Performance on Planning may be opposite. The author predicts that Fast Grounding, Slow Planning.
The checkpoints of UI-R1-3B-E will be released soon.
The updated paper will come soon.
The efficient training code will come soon. (in src/script/train_e.sh)

Setup

conda create -n ui-r1 python=3.10
conda activate ui-r1
bash setup.sh

Data

Our training mobile data is a subset from AndroidControl and ScreenSpot.
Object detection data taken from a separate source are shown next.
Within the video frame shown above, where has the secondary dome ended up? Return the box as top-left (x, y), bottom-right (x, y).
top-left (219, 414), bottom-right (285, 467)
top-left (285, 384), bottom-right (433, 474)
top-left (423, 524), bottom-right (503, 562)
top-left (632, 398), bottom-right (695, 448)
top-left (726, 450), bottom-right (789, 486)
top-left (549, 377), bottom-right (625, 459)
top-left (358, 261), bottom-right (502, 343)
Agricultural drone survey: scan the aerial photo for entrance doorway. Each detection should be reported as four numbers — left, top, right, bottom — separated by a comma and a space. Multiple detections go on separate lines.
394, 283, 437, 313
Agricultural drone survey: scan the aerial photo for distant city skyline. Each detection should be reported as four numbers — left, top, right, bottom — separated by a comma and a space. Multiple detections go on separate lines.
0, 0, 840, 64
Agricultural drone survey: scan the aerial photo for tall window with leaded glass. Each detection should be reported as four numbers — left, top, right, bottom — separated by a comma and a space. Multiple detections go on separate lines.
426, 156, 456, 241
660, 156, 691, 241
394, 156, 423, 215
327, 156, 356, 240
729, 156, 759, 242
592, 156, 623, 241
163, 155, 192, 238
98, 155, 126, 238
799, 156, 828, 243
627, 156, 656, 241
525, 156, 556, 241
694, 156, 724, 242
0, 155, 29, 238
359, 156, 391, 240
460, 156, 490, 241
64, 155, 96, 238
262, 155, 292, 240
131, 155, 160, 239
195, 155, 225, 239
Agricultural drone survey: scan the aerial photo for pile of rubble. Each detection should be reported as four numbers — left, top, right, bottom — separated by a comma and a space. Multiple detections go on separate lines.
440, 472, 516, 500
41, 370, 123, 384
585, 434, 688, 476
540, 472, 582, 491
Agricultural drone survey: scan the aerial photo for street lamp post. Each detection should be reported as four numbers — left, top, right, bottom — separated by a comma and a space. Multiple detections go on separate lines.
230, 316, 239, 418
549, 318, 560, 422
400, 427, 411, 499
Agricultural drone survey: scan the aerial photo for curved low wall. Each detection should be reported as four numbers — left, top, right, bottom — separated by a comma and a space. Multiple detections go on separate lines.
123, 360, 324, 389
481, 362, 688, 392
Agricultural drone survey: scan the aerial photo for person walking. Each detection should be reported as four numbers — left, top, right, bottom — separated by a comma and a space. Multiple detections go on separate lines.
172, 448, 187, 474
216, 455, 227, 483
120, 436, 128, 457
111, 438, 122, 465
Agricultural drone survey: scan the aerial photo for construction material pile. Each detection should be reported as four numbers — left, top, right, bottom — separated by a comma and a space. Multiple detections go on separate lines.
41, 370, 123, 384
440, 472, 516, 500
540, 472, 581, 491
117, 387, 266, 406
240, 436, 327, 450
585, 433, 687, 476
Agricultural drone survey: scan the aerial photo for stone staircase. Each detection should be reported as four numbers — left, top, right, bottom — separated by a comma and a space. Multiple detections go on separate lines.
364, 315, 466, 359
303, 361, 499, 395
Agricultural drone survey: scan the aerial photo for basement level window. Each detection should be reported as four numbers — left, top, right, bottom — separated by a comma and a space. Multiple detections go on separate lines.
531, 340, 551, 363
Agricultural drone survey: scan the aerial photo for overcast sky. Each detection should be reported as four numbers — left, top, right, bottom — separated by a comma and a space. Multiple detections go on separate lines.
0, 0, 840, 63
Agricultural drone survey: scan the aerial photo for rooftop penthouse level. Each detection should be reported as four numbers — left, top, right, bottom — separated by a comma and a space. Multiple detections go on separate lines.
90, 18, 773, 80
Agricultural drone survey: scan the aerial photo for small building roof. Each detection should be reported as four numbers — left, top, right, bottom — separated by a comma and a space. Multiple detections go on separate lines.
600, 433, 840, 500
You can also prepare your training or inference data like:

images/:
	image1.png
	image2.png

test.json:
[
	{
	"img_filename": "image1.png",
        "bbox": [
            825,
            72,
            1673,
            149
        ],
        "instruction": "search bar"
     },
     {
	"img_filename": "image2.png",
        "bbox": [
            123,
            732,
            334,
            812
        ],
        "instruction": "check weather"
     }
]

where bbox : [x1,y1,x2,y2] is the coordinate of the left top and the right bottom of the ground truth bbox

Inference

We provide an example here

cd evaluation/
bash test.sh

Please fill the MODEL_PATH, IMG_PATH, TEST_JSON with your real checkpoint path and data path.

Training

cd src/script/
bash train.sh
# efficient training
bash train_e.sh

🗞️ News

2025-11-08: Our paper was accepted by AAAI-2026.
2025-05-14: We update the paper with UI-R1-E-3B.
2025-05-12: We release the checkpoints of the UI-R1-E-3B model.
2025-05-12: We fix the bug of scales when batch_size > 1.
2025-05-11: We release the efficient training code of the UI-R1-E-3B model.
2025-04-02: We release the datasets of the UI-R1-3B (v1) model.
2025-03-30: We release the checkpoints of the UI-R1-3B (v1) model.
2025-03-30: We release the UI-R1 repository.
2025-03-27: We release our paper.

⭐️ Citation

If you find this project useful, welcome to cite us.

@article{lu2025ui,
  title={UI-R1: Enhancing Action Prediction of GUI Agents by Reinforcement Learning},
  author={Lu, Zhengxi and Chai, Yuxiang and Guo, Yaxuan and Yin, Xi and Liu, Liang and Wang, Hao and Xiong, Guanjing and Li, Hongsheng},
  journal={arXiv preprint arXiv:2503.21620},
  year={2025}
}

🤝 Acknowledgements

We sincerely thank projects R1-V, Open-R1, and Open-r1-multimodal, VLM-R1 for providing their open-source resources.